War Room

Howard Fineman, mind reader

On MSNBC, the Newsweek columnist said nothing Hillary Clinton does is accidental. Really? Nothing? Video

As we said earlier, we spent Tuesday night watching MSNBC, waiting to spot the newest examples of its anchors, reporters and hosts going off the deep end when discussing Hillary Clinton. Chris Matthews wasn't the only one to come through exactly as expected -- Newsweek's Howard Fineman had a shameful moment of his own.

Fineman was asked by Matthews to opine on what Clinton meant when she was asked in a recent interview with CBS about Barack Obama's religious faith. (Video of the discussion between Matthews and Fineman is below.)

Here's the full exchange between Clinton and interviewer Steve Kroft:

"You don't believe that Senator Obama's a Muslim?" Kroft asked Sen. Clinton.

"Of course not. I mean that, you know, there is no basis for that. I take him on the basis of what he says. And, you know, there isn't any reason to doubt that," she replied.

"You said you'd take Senator Obama at his word that he's not ... a Muslim. You don't believe that he's ...," Kroft said.

"No. No, there is nothing to base that on. As far as I know," she said.

"It's just scurrilous ...?" Kroft inquired.

"Look, I have been the target of so many ridiculous rumors that I have a great deal of sympathy for anybody who gets, you know, smeared with the kind of rumors that go on all the time," Clinton said.

There's been a fair amount of parsing of exactly what Clinton meant, and questions about whether her statements were strong enough or whether she meant to subtly imply that in fact she does believe Obama is a Muslim. Fineman didn't hesitate to jump on that bandwagon, saying he understood exactly what Clinton was thinking during the interview. "Hillary Clinton doesn't do anything by accident," Fineman said. "I watched that CBS tape of Steve Kroft's interview very, very carefully and Hillary was brilliantly Machiavellian in sounding indignant while at the same time raising doubts about Obama. She said, 'I have no reason to think that he's anything other than a Christian.' That was -- I mean, I'm a reporter and an analyst, not an editorial writer, but that was positively Nixonian in its pauses and innuendos. Look at it and look at it carefully, there was nothing accidental about it."

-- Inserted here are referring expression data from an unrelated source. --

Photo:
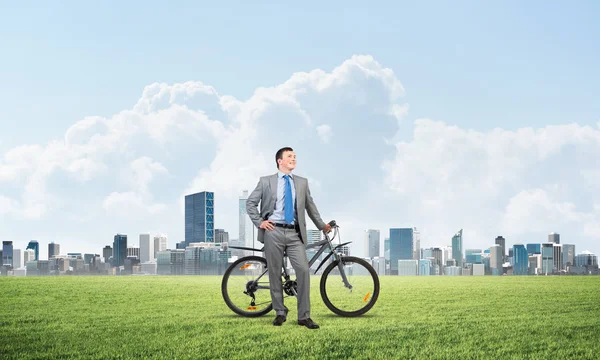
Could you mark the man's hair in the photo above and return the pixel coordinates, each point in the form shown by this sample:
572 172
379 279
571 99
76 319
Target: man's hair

That was, we thought, rather a remarkable statement. First, the other thing Fineman isn't, besides an editorial writer, is a psychic who can read Clinton's thoughts (at least, not to our knowledge). Second, how is it possible to believe that Clinton doesn't do anything by accident? Literally every single thing she does and says, every word, is planned? That just doesn't make any sense -- indeed, it seems physically impossible.

Forget for a moment the question of whether Hillary Clinton really is as manipulative and calculating as a lot of people believe she is. Maybe she is, but that's not relevant here. This is a question of basic journalism.

Fineman went on national television and gave an analysis of Clinton's private thoughts based on the pauses in her speech. There is simply no possibility that Fineman can accurately intuit anything that way on a consistent basis, or that any human being could. As Margaret Talbot reported in the New Yorker last year, "Human beings are terrible lie detectors. In academic studies, subjects asked to distinguish truth from lies answer correctly, on average, fifty-four per cent of the time. They are better at guessing when they are being told the truth than when they are being lied to, accurately classifying only forty-seven per cent of lies."

I'm pretty sure Fineman isn't a recent visitor from Krypton, so I doubt he has superhuman abilities in this area. And pretending he does -- and that his mind reading should be the basis for the spreading of a very, very serious allegation about Clinton to hundreds of thousands of people -- is nothing less than a gross disservice to MSNBC's viewers.